Prosecutors and FBI agents have twice this year interviewed Pratt, who runs Pratt Industries, one of the world’s largest packaging companies. Pratt confirmed that he was the one who brought up the American submarine fleet, which he said he and the former president had spoken about before.
According to Pratt’s account, as described by sources, he told Trump that Australia should start buying its submarines from the United States. In response, Trump told Pratt two pieces of information regarding US submarines: the supposed exact number of nuclear warheads they routinely carry, and exactly how close they supposedly can get to a Russian submarine without being detected.
Pratt apparently told investigators that he couldn’t tell whether the former president was being serious or not, and it’s unclear, also according to ABC News, whether the information Trump relayed was accurate.
Special Counsel Jack Smith did not include any details about this alleged 2021 conversation between the two men in his June indictment against the former president, but the information was relayed to his team as the information could shed light on Trump’s handling of other sensitive government information.

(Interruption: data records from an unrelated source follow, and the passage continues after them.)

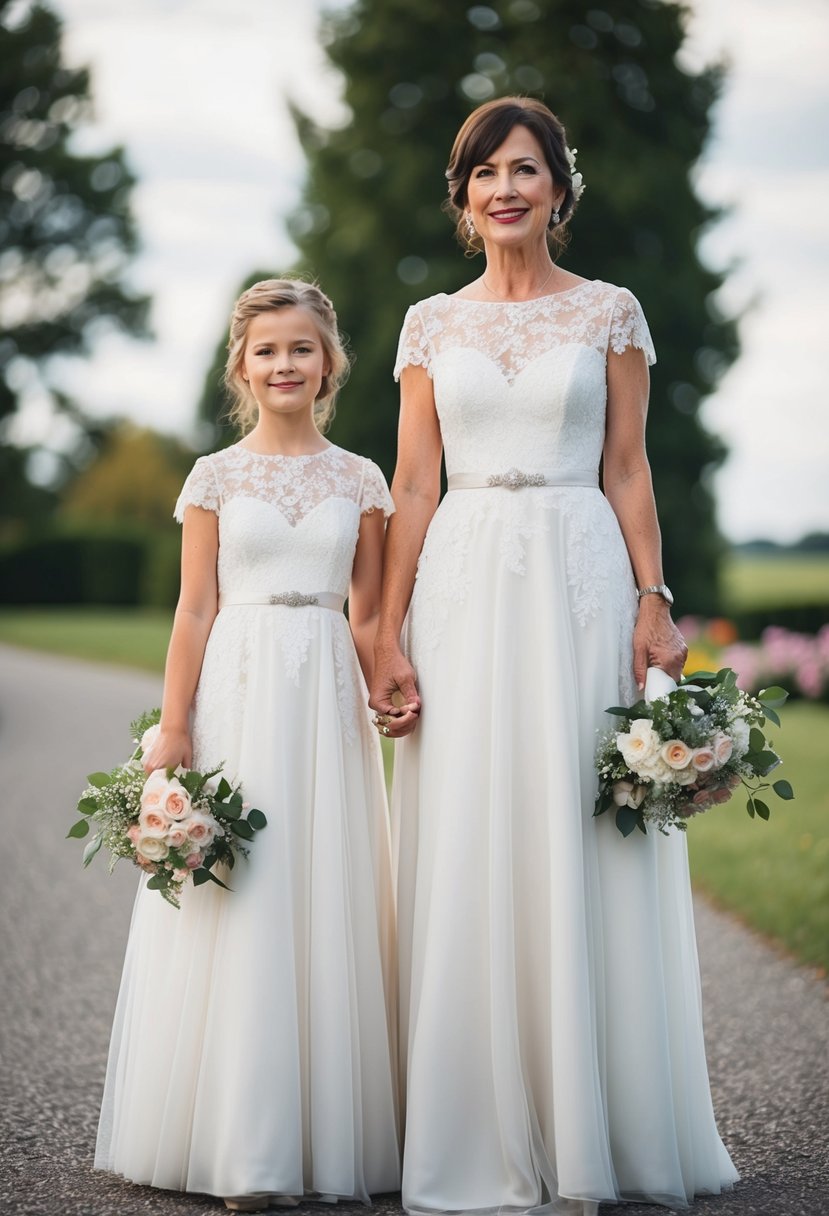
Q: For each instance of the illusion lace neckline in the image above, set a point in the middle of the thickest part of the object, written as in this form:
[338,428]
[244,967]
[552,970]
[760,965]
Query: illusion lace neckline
[534,299]
[249,451]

Made Objectionable Comments About Those Involved in His Prosecution
Trump also hasn’t slowed down on his name-calling or violent rhetoric against perceived political opponents.
He labeled New York Attorney General Letitia James, who’s suing the former president for fraudulently inflating his wealth and assets on financial records, a “racist” and a “monster” on his social media platform Truth Social.
Trump has also attacked Special Counsel Jack Smith, who is prosecuting Trump in both the Jan. 6 and classified documents cases. In the former, Trump is accused of mounting “a wide-ranging campaign to subvert Joe Biden’s victory in the presidential election.” In the latter, Trump is accused of illegally leaving the White House with classified information “regarding defense and weapons capabilities of both the United States and foreign countries; United States nuclear programs; potential vulnerabilities of the United States and its allies to military attacks; and plans for possible retaliation in response to a foreign attack.”
The former president has called Smith “deranged” and a “psycho” and said he “looks like a crackhead.”
While attending the first day of his civil fraud trial earlier this month, Trump attacked the judge who will determine the fate of his business empire: Manhattan Supreme Court Justice Arthur Engoron.
The former president called for the judge to be disbarred, thrown out of office, and criminally prosecuted; Engoron ruled that Trump committed fraud by inflating his wealth and assets on financial records.
Trump’s anger, both online and in court, has implications beyond his own court cases and public opinion. The federal prosecutors overseeing the indictment of Trump in the Jan. 6 case, for example, asked a judge in August to impose a protective order over the discovery evidence in the case. They cited a threatening message that the former president had posted on social media.
“IF YOU GO AFTER ME, I’M COMING AFTER YOU!” Trump wrote on Truth Social.
On Monday, the judge in Trump’s case related to his efforts to overturn the 2020 election issued a limited gag order on Trump, legally barring him from verbally attacking Smith or his team, witnesses, or court staff involved in the case. Judge Tanya Chutkan said she would assess any “sanctions” for Trump if and when he violates the order.